In a new interview with Vibe.com, The-Dream talks all sorts of things that make him reflect on life, including being hated on on Twitter and his divorce. Asked how his very public breakup affected his music, he had this to say:

It’s just allowed me to be more real. I’d rather be the bad guy than anybody else be the bad girl because I can handle it. It’s a bad thing that two people can break up, but the truth of the matter is that it happens all the time for different reasons. But what’s wrong with a public breakup is that they never really know the truth. And I won’t be the person who says it. I’m not going to be that type. If something breaks, it’s not something to celebrate.

Well-put. So you’re saying you’re not the only one who did wrong in that relationship, but at the same time there’s no need for details?
Right. I won’t put something on someone else’s plate that they can’t handle. What this does for me is give me another plateau to speak on break ups from another point of view. Maybe through me a woman can learn how to keep a ni–a.

Wow, Dream. Way to be a stand-up guy for your ex. SMH. And then to clean it up, he came with the woe-is-me story.

One of the things I was surprised to see from you, being a private person, was that letter you posted on your site some months after your break up. In that letter you admitted to contemplating suicide.
Yep, every day.

Tell me about that time and how you were able to rise above it.
I think it was just how my mind works. You have so many things rushing through your mind and I was trying to figure out how to make it stop. It’s easy to look at someone and say there’s 80,000 different ways for you to deal with it. No. Maybe for you, but me having to one, be in control of every aspect of my life and two, loving people how I do and being so thoughtful… when certain things are out of control, if it’s the type of personality that I have, you start to lean towards the best way to make it end. Like what stops this for not only me, but everyone?

Of course that’s not the smartest thing to do, which is evidently why I’m still here. But it’s just one of those things that creeps into your mind when you’re not even paying attention. As soon as “Umbrella” happened I was nonstop, everything was crazy. It’s not about having a pity party, it’s just the truth of my life. What led me to that thinking was taking everything and everyone so serious instead of doing things the way I think about my music. Which is who gives a f–k what you think? Everything is speculation so it’s like how do I say something so you do understand, but you don’t blame me or blame Christina. But since everyone has me as the bad person, I’ll just be the bad motherf–ker. And eventually I just got over it.

And then he finally points out what we all already knew: Christina Milian should have never agreed to be his wife.

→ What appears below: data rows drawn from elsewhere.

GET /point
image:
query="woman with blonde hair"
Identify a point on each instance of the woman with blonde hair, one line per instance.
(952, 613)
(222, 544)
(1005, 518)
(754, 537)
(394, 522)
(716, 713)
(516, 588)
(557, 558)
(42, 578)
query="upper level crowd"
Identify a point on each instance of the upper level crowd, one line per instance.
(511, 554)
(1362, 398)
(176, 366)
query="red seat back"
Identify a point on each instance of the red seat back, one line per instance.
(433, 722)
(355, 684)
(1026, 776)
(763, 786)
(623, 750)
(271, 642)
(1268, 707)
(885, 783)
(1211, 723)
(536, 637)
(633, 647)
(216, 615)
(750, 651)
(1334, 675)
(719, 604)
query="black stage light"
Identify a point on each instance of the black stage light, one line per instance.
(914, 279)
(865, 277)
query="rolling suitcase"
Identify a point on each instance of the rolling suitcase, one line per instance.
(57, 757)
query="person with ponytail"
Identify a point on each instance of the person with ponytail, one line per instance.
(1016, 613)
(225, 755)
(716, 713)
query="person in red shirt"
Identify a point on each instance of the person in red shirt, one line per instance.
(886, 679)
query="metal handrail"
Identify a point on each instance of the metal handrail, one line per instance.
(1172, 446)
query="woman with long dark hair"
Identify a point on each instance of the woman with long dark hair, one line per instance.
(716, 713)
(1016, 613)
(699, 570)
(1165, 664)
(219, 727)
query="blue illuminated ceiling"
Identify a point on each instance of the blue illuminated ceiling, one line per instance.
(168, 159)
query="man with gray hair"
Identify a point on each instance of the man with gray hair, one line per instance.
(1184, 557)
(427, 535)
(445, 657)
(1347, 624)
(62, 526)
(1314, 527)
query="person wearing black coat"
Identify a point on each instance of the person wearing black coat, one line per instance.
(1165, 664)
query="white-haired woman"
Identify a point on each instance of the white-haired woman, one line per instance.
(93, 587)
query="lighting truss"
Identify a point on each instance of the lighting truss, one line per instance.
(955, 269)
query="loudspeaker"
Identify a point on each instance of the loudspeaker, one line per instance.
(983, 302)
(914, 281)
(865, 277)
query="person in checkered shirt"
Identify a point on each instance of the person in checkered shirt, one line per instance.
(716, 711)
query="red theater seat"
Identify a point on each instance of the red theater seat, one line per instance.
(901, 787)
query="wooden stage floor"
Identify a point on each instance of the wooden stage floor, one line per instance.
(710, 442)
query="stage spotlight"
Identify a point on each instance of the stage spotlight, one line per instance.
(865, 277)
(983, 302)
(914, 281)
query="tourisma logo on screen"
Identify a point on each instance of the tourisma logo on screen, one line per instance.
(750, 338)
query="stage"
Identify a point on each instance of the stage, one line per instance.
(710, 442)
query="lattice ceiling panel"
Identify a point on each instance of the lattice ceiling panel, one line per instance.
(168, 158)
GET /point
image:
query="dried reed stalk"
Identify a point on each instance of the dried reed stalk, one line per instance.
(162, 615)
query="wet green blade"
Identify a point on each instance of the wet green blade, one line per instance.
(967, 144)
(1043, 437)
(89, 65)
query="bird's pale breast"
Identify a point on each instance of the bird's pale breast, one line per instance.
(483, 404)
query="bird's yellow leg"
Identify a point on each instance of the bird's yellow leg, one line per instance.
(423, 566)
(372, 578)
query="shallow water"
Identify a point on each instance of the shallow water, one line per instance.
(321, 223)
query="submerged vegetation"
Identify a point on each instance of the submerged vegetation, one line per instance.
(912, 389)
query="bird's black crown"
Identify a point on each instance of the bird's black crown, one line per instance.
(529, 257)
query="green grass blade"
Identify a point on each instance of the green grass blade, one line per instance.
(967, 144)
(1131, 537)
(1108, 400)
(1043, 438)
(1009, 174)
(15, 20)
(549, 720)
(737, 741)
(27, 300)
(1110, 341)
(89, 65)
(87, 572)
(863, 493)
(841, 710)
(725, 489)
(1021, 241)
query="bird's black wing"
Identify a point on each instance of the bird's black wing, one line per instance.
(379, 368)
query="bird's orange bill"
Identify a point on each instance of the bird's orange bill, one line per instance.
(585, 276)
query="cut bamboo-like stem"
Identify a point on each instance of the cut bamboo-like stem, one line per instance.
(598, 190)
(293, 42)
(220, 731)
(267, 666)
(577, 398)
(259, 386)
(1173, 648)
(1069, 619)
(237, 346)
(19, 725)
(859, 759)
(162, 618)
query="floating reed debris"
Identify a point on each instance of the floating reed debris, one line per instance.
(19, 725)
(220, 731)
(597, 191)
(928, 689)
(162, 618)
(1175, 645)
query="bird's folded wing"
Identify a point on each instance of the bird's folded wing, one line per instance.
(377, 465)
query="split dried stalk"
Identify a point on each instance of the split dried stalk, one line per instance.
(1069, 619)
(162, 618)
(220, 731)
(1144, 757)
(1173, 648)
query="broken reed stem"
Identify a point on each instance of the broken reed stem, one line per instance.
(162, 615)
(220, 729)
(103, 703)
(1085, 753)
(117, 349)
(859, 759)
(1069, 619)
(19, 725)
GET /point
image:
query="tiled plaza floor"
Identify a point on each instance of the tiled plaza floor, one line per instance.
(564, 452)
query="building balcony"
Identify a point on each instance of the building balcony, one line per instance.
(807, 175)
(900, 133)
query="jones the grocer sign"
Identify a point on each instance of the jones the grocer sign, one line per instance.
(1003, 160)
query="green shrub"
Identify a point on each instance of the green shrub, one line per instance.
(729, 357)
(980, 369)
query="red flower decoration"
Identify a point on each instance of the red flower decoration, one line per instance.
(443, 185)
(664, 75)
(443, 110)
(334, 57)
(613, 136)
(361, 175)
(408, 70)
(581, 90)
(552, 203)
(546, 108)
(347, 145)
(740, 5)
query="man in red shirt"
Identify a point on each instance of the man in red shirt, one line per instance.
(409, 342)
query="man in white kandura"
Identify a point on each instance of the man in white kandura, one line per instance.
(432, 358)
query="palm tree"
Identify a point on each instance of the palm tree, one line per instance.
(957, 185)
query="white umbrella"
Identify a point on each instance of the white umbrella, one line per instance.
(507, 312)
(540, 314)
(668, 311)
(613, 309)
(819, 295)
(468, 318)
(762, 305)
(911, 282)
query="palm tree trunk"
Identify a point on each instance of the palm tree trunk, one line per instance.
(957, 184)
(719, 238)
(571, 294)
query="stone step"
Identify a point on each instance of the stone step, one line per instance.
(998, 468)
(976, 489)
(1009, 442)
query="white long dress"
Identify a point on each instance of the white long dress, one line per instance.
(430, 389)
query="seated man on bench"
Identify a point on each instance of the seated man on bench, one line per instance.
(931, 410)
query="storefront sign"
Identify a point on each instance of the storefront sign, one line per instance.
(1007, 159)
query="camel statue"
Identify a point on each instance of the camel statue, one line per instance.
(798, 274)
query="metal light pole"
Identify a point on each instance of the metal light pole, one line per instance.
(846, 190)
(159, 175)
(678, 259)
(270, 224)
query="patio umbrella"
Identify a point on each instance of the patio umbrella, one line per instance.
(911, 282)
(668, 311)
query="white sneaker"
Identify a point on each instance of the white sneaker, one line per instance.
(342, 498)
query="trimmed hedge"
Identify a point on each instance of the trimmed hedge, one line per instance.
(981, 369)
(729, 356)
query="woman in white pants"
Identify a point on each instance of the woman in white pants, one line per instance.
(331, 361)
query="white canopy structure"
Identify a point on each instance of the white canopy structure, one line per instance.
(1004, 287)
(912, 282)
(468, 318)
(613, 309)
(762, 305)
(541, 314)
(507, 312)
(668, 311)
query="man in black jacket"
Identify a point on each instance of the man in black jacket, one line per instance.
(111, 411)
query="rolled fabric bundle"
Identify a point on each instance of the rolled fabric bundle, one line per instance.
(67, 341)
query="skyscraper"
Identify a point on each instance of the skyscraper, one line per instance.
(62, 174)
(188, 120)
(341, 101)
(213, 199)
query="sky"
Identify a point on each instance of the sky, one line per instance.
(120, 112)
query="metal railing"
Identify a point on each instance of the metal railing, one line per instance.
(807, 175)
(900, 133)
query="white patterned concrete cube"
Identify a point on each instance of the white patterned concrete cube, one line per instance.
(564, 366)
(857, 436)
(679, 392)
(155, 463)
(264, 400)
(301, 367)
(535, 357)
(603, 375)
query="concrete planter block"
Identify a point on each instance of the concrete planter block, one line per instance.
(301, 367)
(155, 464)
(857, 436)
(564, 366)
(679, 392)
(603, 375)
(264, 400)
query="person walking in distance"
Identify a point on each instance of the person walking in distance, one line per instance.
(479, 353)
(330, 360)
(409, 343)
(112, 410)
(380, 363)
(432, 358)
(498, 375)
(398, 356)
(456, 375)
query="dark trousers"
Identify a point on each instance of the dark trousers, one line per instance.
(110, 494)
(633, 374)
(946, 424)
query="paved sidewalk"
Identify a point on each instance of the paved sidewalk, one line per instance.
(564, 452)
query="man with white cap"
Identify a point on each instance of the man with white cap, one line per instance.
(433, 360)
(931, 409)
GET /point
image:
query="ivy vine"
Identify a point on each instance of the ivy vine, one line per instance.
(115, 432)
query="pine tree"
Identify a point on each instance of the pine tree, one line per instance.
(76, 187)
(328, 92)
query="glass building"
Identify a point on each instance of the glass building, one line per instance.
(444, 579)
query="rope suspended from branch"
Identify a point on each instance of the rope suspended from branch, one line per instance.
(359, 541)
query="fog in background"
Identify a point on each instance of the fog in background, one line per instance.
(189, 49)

… what I would tell all girls… is if a man asks you to marry them, it’s okay to say no. It may f–k with his ego for the time right there, but if you’re being honest and you’re just not ready, then both of y’all are just not ready. That’s what the common problem was [between me and Christina]. We weren’t ready for that—for a whole bunch of reasons I’ll never name. We just weren’t. Sometimes you have to meet people during the right time.

And then, more shade.

True life. I caught a tweet between you two that made it seem as if you were working musically again.
Mmm-mmm. She asked me but…

You don’t want to mix work and divorce together?
[Shakes head]

For someone who loves a challenge, that’s a little surprising to hear.
Me and Christina already discussed what I think she should be doing and I would never do anything other than what I think is as real as she could be.